Nouvelles d'Overwatch

Chapitre 39 : Un Homme de Parole (6 sur 6)

2013 mots, Catégorie: T

Dernière mise à jour 12/02/2020 22:46

La larme coula doucement le long de la joue de Jack, avant de tomber sur le manche de sa veste de patient.


- Vous avez perdu quelqu’un, capitaine ? lui demanda un autre soldat, un vétéran dont la moitié de la tête était recouvert de bandage et l’autre moitié de cicatrices.


Jack rabattit la feuille du rapport de perte pour voir son voisin.


- J’ai perdu quarante-sept de mes soldats, répondit-il, la voix chargée d’émotion.


- Oh…d’accord.


Le vétéran semblait étonné. Sans doute avait-il trop vu d’officier qui acceptait sans ciller la perte de leurs troupes. Ou alors, moins émotivement que Jack. Il était toujours extrêmement peiné par la perte d’un de ses subordonnés.

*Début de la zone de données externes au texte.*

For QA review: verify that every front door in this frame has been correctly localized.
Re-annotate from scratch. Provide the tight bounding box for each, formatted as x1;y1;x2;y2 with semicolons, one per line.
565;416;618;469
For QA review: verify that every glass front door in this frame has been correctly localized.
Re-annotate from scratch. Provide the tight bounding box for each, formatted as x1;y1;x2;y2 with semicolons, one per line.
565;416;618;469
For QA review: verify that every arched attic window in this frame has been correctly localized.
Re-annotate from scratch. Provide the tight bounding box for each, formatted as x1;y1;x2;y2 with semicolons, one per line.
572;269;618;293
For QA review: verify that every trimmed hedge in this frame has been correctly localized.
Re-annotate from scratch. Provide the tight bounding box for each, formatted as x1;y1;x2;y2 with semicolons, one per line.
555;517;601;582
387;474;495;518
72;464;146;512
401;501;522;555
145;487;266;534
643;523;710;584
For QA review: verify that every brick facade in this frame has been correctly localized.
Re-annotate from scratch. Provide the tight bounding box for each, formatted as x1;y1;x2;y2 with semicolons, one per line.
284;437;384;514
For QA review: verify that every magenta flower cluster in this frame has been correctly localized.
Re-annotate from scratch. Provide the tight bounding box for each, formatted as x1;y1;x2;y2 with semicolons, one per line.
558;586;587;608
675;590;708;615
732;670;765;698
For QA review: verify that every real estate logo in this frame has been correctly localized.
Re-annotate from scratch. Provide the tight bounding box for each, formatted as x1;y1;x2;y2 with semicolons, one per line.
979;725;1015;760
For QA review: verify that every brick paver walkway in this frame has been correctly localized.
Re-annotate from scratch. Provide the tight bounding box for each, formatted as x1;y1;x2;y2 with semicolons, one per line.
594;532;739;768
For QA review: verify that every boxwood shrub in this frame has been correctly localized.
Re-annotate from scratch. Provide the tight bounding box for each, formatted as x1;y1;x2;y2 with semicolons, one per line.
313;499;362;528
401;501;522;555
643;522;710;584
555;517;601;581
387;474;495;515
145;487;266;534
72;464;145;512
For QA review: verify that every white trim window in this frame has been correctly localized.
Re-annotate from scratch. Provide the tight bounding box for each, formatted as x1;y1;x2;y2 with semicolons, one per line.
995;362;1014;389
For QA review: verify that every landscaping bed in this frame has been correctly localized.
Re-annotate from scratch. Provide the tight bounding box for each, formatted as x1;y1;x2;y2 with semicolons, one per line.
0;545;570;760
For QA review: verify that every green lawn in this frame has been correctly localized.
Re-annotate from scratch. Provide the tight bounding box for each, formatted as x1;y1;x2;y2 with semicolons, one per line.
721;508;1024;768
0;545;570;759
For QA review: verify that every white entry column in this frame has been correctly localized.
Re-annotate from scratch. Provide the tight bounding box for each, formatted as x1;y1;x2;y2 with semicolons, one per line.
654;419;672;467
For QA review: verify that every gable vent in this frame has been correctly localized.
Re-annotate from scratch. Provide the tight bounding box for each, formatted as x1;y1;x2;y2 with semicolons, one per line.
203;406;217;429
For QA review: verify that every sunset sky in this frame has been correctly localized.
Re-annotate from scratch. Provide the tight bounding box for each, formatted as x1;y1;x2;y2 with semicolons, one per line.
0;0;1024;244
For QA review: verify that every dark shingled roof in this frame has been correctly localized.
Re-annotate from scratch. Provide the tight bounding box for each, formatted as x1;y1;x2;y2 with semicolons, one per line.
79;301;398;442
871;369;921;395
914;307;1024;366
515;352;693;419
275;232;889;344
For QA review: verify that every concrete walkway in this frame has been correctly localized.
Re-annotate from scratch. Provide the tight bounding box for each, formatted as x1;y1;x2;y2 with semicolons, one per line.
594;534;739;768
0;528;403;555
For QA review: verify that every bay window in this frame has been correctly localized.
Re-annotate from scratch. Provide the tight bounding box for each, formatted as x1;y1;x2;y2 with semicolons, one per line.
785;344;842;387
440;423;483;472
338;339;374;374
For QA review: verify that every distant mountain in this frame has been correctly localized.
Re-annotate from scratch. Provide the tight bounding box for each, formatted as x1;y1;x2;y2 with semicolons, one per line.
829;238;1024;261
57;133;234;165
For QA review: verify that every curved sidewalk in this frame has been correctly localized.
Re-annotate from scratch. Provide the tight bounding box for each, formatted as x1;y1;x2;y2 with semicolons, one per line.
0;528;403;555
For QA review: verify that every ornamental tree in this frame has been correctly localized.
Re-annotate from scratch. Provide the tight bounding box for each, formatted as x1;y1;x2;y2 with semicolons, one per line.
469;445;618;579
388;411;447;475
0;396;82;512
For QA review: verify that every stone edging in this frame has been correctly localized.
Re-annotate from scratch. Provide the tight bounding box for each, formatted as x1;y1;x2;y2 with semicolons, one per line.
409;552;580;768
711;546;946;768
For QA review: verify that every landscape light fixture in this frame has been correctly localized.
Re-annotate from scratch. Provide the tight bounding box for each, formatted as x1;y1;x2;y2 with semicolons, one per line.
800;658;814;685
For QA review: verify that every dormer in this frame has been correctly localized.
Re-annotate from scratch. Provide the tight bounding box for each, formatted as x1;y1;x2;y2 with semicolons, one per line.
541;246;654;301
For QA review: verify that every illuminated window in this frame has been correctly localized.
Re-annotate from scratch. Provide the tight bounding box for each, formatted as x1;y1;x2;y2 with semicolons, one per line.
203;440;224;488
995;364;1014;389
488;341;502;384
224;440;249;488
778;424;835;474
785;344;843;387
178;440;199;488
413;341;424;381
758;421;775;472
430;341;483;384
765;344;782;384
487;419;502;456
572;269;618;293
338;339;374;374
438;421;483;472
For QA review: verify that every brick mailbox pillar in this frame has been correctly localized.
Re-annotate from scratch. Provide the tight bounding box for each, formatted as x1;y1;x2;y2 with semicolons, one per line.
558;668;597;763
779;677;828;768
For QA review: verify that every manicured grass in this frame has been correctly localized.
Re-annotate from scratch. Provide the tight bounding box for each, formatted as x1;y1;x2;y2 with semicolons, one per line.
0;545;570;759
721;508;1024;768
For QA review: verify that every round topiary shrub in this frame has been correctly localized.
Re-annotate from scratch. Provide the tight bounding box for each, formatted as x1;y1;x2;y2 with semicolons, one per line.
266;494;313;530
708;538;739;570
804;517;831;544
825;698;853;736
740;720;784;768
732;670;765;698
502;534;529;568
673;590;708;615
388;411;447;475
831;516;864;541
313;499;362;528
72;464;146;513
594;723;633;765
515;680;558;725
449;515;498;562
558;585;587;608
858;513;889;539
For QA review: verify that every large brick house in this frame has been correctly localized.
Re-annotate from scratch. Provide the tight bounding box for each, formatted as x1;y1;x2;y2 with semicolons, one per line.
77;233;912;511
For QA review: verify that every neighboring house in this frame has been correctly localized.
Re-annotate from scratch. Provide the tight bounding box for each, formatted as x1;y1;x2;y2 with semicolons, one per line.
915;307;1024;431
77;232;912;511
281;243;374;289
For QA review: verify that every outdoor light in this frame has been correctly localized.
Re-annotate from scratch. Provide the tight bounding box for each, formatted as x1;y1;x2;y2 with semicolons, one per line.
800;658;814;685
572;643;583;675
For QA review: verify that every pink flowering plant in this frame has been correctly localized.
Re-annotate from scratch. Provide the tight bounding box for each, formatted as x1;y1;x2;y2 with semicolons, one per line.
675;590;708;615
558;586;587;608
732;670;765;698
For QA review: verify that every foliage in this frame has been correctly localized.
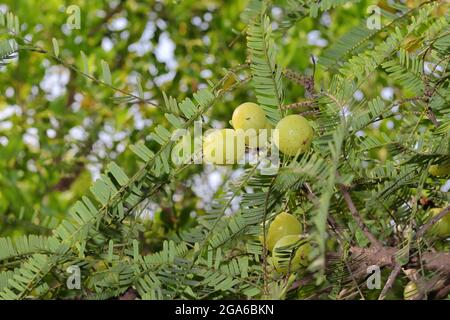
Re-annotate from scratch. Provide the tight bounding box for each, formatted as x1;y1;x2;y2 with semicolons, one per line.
0;0;450;299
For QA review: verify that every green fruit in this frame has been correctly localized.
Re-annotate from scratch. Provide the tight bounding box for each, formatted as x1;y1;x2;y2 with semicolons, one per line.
203;129;245;165
231;102;267;131
403;281;419;300
272;235;311;274
429;208;450;238
266;212;302;251
428;163;450;177
275;114;314;156
245;122;273;148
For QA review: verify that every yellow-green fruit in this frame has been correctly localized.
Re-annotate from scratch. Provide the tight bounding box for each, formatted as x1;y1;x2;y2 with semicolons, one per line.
403;281;419;300
428;163;450;177
266;212;302;251
203;129;245;165
275;114;314;156
245;122;273;148
430;208;450;238
231;102;267;131
272;235;311;274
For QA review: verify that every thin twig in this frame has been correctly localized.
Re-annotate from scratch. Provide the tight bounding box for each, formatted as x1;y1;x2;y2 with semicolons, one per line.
416;206;450;238
339;185;383;248
378;264;402;300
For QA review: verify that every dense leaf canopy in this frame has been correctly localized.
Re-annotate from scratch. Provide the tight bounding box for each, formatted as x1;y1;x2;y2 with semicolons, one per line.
0;0;450;299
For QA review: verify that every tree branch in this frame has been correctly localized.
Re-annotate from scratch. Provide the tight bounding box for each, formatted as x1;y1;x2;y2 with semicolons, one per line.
378;264;402;300
416;206;450;238
339;185;383;248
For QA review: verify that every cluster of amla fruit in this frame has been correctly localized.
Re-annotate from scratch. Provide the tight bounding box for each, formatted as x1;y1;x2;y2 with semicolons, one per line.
203;102;314;165
260;212;312;274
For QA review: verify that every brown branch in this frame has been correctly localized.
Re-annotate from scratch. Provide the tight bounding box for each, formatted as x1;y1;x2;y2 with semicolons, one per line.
378;264;402;300
416;206;450;238
339;185;383;248
282;99;318;113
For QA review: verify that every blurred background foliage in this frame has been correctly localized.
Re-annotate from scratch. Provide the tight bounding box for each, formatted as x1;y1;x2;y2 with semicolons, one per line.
0;0;444;250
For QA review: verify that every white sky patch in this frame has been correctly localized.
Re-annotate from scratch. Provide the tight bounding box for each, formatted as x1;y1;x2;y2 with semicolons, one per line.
128;21;156;57
0;136;9;147
108;17;128;31
353;90;364;101
0;105;22;121
340;106;352;118
155;32;178;70
441;180;450;192
208;171;223;190
69;126;88;141
5;87;14;98
46;129;56;139
102;37;114;52
423;61;444;78
23;128;40;149
372;120;381;129
320;12;331;27
386;120;395;129
307;30;328;47
0;121;13;130
381;87;394;100
200;69;212;79
40;66;70;101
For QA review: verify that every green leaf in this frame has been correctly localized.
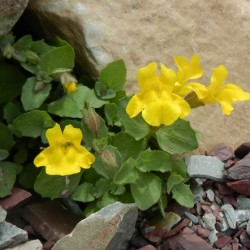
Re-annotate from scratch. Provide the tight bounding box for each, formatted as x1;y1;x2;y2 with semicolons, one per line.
71;182;95;202
113;157;140;185
156;119;198;154
0;62;26;103
130;173;162;210
21;77;51;111
137;149;174;173
167;173;184;194
111;132;146;160
172;183;194;208
99;60;127;92
48;84;106;118
104;103;120;126
0;122;15;150
13;110;54;138
3;102;22;123
39;38;75;75
0;149;9;161
0;161;18;197
34;169;82;199
118;100;150;141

Ces derniers avaient évacué Jack vers l’arrière, après que leur capitaine ait été gravement blessé par le tir du titan. Aujourd’hui, il se trouvait dans une ancienne ferme, reconvertie à la hâte en hôpital de campagne. Le vieux bâtiment en bois rappelait un peu à Jack sa maison.

Un des lieutenants de Jack avait pris la tête de la compagnie et continué le combat. Malgré les pertes, le titan avait détruit la moitié des chars les accompagnant, ils avaient tenu la ligne, des heures durant.

Et tout cela, en vain. L’Army avait été forcé d’abandonner Boston, incapable d’abattre le titan avant qu’il n’atteigne leurs lignes. La compagnie de Jack avait dû se replier avec le reste des troupes. Un quart des soldats étaient mort, la moitié blessée, dont beaucoup gravement.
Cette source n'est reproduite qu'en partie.